## Processing PDFs

This lesson will go over how to scrape the UC Berkeley Police website for latest crime statistics, then extract the data from a PDF. 

In [None]:
import pandas as pd
import numpy as np
from bs4 import BeautifulSoup
import pdfplumber
import requests
import time
import os

Whenever you access a website, your computer sends a bit of data about itself called headers to that website, including which web browser you're using, and where you're coming from. We will spoof the headers we're using to the actual organization we represent, since we're doing it from a server. 

In [None]:
headers = {
    'referer': 'https://journalism.berkeley.edu/',
    'user-agent': 'Mozilla/5.0 (Macintosh; Intel Mac OS X 10_15_0) AppleWebKit/537.36 (KHTML, like Gecko) Chrome/75.0.3770.142 Safari/537.36'
}

If you visit [https://ucpd.berkeley.edu/alerts-data/daily-crime-log](https://ucpd.berkeley.edu/alerts-data/daily-crime-log) website, you'll see that all of the data is in a hard-to-access format of PDFs. This is common with many government agencies. Instead of manualy downloading all of these PDFs one-by-one, we can programmatically scrape the website and download all of the PDFs with code. 

We wil use the **requests** Python library, which is specifically built for requesting information from other web properties.

In [None]:
webpage = requests.get("https://ucpd.berkeley.edu/alerts-data/daily-crime-log", headers=headers, timeout=4)
webpage.encoding = 'utf-8'
webpage

Next, we will use a common Python web scraping parser called Beautiful Soup to make sense of the webpage text string. 

In [None]:
soup = BeautifulSoup(webpage.text, 'html.parser')
soup

Much cleaner. Now we just need to find all of the `<a>` tags that link to a PDF file. First, let's find all of the "a" tags that have an href attribute. BeautifulSoup will store them in a Python list for us.

In [None]:
urls = soup.find_all('a', href=True)
urls

Great, now we just need to create a For Loop for going through each URL and create a new python list of only the URL portions.

In [None]:
pdfs = []

for url in urls:
    if(url['href'].endswith(".pdf")):
        pdfs.append(url['href'])

pdfs

That first item in the pdfs list is an errant document. We can use the `pop` method to get rid of it. 

In [None]:
pdfs.pop(0)
pdfs

Before we download all of these PDFs, we need to be aware of what rate limits the server might have. Servers will block scrapers who request files too frequently in a row. Many websites list their policies on a special files called robots.txt that exist on the root server of their website. Let's review UCPDs policy:

In [None]:
print(requests.get("https://ucpd.berkeley.edu/robots.txt").text)
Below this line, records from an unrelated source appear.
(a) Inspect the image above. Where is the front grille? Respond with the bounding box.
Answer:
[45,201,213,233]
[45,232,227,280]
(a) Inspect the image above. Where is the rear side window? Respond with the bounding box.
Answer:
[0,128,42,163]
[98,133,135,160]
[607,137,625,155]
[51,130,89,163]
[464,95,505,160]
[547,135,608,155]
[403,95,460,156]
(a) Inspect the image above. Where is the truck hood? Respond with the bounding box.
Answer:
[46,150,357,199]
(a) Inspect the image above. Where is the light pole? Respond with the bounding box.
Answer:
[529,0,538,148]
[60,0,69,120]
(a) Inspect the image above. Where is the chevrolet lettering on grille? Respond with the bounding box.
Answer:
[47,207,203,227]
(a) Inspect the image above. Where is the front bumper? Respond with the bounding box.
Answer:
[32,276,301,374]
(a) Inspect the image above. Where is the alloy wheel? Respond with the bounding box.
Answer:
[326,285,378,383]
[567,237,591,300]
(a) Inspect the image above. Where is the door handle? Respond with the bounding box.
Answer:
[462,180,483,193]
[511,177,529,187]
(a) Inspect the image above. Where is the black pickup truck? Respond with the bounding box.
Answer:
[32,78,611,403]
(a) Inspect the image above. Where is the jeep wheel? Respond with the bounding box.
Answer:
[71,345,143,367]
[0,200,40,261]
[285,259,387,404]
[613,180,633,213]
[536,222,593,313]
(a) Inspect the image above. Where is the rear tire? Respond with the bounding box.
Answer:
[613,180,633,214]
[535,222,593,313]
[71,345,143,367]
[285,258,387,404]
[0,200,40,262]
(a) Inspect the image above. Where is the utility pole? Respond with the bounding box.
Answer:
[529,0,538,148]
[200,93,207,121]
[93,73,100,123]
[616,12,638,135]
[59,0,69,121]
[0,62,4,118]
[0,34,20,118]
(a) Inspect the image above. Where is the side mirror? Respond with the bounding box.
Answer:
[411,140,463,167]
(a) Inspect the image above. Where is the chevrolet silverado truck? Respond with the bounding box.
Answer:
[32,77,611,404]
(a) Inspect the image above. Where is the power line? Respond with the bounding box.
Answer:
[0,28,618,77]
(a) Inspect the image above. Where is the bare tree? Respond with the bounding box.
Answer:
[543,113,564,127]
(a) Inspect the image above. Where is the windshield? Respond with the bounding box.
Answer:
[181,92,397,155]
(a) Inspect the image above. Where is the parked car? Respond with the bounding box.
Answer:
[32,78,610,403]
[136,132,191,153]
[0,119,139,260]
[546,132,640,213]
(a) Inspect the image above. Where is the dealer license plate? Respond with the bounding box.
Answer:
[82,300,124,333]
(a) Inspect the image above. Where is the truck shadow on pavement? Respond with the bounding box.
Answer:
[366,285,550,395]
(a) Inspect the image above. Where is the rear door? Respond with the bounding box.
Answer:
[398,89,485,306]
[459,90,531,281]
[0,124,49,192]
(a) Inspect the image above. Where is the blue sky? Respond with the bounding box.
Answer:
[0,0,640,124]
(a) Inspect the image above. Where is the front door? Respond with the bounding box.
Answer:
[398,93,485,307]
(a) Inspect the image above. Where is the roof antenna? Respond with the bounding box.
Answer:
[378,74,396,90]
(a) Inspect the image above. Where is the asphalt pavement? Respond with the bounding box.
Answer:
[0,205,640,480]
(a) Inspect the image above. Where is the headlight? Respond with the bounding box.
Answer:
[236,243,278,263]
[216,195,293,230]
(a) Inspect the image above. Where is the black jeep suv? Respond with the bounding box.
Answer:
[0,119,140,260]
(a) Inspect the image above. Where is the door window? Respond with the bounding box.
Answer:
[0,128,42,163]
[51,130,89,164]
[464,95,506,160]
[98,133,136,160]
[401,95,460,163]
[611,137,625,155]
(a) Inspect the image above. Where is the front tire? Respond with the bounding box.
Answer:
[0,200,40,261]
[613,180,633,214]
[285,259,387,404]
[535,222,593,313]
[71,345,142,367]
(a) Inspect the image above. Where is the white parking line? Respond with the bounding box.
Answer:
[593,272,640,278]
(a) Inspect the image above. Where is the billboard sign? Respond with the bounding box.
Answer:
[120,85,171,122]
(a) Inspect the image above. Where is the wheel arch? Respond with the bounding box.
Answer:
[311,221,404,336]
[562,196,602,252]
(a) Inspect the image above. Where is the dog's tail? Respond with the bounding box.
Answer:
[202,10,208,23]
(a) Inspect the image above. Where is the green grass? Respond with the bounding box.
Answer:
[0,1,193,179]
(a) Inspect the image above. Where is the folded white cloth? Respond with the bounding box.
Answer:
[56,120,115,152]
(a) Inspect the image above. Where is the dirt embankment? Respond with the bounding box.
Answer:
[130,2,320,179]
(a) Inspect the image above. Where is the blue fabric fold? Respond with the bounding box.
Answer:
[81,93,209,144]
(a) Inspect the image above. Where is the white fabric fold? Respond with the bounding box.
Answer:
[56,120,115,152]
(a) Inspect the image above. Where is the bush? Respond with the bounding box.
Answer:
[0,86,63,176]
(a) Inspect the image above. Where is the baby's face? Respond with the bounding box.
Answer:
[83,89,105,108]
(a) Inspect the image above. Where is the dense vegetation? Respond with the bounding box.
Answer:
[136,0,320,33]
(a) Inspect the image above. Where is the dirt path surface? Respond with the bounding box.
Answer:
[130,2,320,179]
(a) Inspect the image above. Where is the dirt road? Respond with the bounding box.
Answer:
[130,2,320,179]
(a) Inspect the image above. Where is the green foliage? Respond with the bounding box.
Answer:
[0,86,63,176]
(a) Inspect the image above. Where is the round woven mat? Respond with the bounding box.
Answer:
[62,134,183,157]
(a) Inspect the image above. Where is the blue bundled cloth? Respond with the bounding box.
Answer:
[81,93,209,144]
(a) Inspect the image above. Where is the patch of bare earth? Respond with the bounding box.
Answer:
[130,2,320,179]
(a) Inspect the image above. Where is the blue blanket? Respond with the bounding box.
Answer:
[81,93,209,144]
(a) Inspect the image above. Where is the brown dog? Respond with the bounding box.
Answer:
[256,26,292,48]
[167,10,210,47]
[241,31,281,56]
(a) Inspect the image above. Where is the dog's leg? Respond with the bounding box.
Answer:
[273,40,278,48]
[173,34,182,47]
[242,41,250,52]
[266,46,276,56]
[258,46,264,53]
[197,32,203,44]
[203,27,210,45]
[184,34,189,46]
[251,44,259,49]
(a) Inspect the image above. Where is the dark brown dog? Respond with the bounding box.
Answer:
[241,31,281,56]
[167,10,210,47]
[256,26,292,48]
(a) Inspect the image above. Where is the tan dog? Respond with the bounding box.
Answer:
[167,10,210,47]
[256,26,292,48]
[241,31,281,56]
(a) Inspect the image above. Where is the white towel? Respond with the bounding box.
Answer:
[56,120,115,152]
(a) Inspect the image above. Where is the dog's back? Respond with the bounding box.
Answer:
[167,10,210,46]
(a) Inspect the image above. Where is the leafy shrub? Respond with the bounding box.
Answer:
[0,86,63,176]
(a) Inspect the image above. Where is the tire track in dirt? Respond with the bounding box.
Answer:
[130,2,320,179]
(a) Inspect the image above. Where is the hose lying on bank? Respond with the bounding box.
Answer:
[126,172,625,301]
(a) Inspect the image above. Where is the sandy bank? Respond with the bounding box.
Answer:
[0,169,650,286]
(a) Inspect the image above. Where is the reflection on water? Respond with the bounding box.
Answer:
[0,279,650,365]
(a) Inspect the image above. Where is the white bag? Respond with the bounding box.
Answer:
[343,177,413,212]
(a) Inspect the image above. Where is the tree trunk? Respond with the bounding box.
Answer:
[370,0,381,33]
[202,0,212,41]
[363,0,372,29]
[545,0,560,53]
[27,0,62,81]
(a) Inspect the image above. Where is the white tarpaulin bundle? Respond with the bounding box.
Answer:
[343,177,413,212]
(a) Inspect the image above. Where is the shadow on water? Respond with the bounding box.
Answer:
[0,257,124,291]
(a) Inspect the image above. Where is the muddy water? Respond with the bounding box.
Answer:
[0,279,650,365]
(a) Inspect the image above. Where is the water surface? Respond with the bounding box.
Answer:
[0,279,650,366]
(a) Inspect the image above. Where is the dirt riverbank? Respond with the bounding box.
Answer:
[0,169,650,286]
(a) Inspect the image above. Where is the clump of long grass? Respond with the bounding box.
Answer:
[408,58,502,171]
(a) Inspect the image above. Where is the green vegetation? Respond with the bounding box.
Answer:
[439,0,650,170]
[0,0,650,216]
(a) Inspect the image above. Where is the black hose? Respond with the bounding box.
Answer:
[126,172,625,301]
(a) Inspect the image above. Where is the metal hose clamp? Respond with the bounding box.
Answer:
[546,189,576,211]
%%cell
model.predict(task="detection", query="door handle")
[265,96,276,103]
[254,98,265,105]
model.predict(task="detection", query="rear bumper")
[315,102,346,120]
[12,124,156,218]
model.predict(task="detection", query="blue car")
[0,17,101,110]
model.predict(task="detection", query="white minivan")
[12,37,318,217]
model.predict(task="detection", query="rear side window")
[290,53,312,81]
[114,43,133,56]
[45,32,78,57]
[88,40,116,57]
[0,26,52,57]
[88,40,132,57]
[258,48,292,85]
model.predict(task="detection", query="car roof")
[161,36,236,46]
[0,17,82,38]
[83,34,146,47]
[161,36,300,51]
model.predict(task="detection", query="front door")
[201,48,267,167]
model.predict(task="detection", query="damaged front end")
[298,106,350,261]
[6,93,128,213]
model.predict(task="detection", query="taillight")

Now that we know it's 10 seconds, we will wait 10 seconds between each request. This for loop will download each file and save it to our server. 

In [None]:
for pdf in pdfs:
    try:
        response = requests.get(pdf, headers=headers)
        response.raise_for_status() 
        
        filename = os.path.basename(pdf)
        with open(filename, 'wb') as f:
            f.write(response.content)
        
        print(f'Downloaded: {filename}')
        time.sleep(10)  # wait 10 seconds between each request

    except requests.exceptions.RequestException as e:
        print(f"Failed to download {pdf}: {e}")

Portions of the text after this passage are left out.